In 1993, a poetry anthology appeared that seemed to speak directly to the spirit of the times and, in so doing, appeal to an audience far larger than what poetry in English could generally boast. More than 800 pages long and featuring the work of 145 poets, Against Forgetting: Twentieth-Century Poetry of Witness was a heady book for a turbulent era, when several ideologies against which Americans had tended to define their own politics for generations, among them Soviet communism and South African apartheid, were unraveling or had collapsed. As Carolyn Forché, the anthology’s editor, explained in its introduction, the express purpose of the project was to monumentalize poems about the major atrocities and injustices of the recent past: “Many poets did not survive, but their works remain with us as poetic witness to the dark times in which they lived.” The anthology was greeted with enthusiasm, some of it fueled by an inchoate fear that history was accelerating, or may even have ended, and was indifferent to what we deem worthy of remembrance. After all, what is all the hand-wringing about Americans’ lack of historical memory, or the mantra “Never forget” applied to everything from nightclub fires to genocides, but a tacit acknowledgment of our own oblivion, and also of how, despite tragedies personal and collective, most of us somehow manage to go on with our lives?

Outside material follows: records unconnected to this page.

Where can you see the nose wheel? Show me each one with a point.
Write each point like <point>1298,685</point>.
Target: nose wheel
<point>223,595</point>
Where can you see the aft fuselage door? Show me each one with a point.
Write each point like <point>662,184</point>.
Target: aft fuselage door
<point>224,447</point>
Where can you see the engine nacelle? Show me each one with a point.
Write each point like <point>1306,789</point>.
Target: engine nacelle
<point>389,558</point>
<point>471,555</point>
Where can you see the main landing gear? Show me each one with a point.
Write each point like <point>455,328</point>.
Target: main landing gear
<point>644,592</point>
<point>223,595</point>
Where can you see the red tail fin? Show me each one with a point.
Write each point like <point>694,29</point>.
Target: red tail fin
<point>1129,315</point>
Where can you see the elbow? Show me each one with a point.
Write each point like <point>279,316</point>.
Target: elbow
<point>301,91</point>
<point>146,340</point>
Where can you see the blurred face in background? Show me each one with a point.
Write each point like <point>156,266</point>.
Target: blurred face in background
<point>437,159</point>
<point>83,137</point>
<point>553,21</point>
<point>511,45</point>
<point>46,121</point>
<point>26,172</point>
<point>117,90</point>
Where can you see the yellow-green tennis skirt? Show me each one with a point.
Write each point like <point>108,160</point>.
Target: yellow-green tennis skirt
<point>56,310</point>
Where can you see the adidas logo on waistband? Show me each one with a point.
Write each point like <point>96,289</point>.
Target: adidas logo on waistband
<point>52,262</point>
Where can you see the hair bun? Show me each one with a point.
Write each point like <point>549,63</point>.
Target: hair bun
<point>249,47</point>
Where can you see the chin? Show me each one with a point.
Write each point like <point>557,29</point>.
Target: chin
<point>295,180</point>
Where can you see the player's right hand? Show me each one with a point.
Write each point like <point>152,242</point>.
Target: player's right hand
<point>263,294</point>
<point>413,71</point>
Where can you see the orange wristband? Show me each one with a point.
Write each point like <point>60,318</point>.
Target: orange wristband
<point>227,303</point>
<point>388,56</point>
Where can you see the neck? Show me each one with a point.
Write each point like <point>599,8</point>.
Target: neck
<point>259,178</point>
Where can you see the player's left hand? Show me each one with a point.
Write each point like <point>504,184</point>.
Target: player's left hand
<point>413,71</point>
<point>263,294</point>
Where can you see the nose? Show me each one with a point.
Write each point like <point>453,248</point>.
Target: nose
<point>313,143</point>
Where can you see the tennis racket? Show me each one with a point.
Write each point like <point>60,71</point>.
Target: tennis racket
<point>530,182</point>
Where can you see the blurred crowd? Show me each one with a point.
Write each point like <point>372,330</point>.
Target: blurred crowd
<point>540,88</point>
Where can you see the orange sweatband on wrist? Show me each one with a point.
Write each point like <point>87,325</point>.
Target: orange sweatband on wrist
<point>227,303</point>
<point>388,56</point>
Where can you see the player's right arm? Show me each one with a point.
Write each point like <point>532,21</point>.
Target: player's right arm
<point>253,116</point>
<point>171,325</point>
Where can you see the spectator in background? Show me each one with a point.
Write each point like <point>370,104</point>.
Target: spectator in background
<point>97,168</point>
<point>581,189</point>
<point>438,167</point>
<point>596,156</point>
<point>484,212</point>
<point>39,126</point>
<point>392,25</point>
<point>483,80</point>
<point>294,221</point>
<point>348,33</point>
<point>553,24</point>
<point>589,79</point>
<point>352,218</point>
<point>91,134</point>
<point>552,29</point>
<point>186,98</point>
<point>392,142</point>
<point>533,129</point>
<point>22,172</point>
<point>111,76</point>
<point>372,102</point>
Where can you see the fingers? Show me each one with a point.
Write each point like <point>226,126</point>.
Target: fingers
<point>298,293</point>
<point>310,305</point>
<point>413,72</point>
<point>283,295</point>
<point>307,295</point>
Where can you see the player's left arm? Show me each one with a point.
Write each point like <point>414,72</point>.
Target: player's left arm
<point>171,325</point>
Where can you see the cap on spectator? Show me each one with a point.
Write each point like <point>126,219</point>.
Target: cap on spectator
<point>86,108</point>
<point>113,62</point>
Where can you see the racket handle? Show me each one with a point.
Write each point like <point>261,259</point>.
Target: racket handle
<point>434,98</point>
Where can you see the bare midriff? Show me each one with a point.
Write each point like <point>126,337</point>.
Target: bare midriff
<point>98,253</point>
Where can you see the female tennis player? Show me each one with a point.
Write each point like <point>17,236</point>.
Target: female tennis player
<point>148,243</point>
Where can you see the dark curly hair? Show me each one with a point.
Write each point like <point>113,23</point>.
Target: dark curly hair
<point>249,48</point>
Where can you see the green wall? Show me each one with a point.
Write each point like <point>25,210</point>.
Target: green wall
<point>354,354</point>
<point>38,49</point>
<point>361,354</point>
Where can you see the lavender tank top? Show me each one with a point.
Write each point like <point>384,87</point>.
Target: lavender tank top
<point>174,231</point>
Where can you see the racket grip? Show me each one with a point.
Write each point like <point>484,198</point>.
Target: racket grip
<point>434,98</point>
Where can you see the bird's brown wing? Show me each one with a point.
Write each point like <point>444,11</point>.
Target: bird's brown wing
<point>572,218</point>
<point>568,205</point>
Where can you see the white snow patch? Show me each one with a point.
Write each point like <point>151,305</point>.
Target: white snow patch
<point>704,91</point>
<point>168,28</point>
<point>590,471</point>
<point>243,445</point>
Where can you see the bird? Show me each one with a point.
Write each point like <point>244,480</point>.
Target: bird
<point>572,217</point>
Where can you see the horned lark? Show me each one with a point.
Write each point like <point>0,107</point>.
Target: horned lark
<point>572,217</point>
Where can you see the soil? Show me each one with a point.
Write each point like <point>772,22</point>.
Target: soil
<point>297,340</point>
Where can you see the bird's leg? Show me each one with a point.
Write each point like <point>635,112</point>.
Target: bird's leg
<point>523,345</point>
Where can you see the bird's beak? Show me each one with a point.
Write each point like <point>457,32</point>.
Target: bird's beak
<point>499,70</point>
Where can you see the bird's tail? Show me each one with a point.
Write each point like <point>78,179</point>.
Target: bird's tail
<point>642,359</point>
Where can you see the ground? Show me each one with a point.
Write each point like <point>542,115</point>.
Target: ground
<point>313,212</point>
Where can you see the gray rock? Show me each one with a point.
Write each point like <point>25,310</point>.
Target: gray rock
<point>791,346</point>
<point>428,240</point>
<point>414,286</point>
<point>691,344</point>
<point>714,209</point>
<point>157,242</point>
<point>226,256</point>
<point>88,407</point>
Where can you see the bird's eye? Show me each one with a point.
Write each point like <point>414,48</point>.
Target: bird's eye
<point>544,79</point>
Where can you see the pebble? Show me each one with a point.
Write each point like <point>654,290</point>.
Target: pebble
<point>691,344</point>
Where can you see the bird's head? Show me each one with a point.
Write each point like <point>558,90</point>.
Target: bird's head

In some respects, Forché wasn’t breaking new ground. Poetry has long been enlisted as a tonic to forgetfulness, with poets and critics reminding readers, with more pedantry than irony, that the muse of lyric poetry is the daughter of Mnemosyne, or Memory. What made the project daring was Forché’s suggestion that beyond being a medium for reflecting on historical realities, poetry could also serve a testimonial or evidentiary purpose. Because poems written from “conditions of historical and social extremity” bear the “impress of extremity,” we can regard them as “evidence of what occurred.” Instead of meditating on the record, poetry could be the record.
Against Forgetting was a powerful inspiration for its early readers, myself among them. It expanded horizons, giving many of us our first glimpse of major poets from Eastern Europe and Latin America, even if the book’s capaciousness meant that a glimpse of their faces in the crowd is all we got. Yet as both a collection of texts and a framework for their interpretation, the anthology has not aged well. Although Forché promised “a resistance to false attempts at unification,” it is precisely a false unification that her anthology proffered. Poems with no discernible bearing on a historical circumstance were thrust under such weighty rubrics as “Revolution and Repression in the Soviet Union” and “Repression and Revolution in Latin America,” with even the headings eliding the particularity of places and events. It was an act of martyrology. No less problematic was the book’s unquestioning sense of being on the right side of history, an attitude that in our globalized society has been the source of no end of heartache. Which is why Poetry of Witness: The Tradition in English, 1500–2001, a new anthology edited by Forché and Duncan Wu, is so baffling. Not only does it suffer from the conceptual flaws of its antecedent; it compounds nearly all of them.
Despite its breadth, the earlier anthology was insistently Eurocentric; barely more than a half-dozen of its poets wrote in a non-European language. For its part, Poetry of Witness dispenses with linguistic diversity altogether, focusing on English-language poetry written in North America and the British Isles. (The recently published anthology Another English, edited by Catherine Barnett and Tiphanie Yanique, offers a sense of the excellent poetry being written in English elsewhere.) At the same time, the editorial notes focus, almost exclusively, on war and political turmoil, seeming to suggest that these are the only forms of communal experience worth witnessing.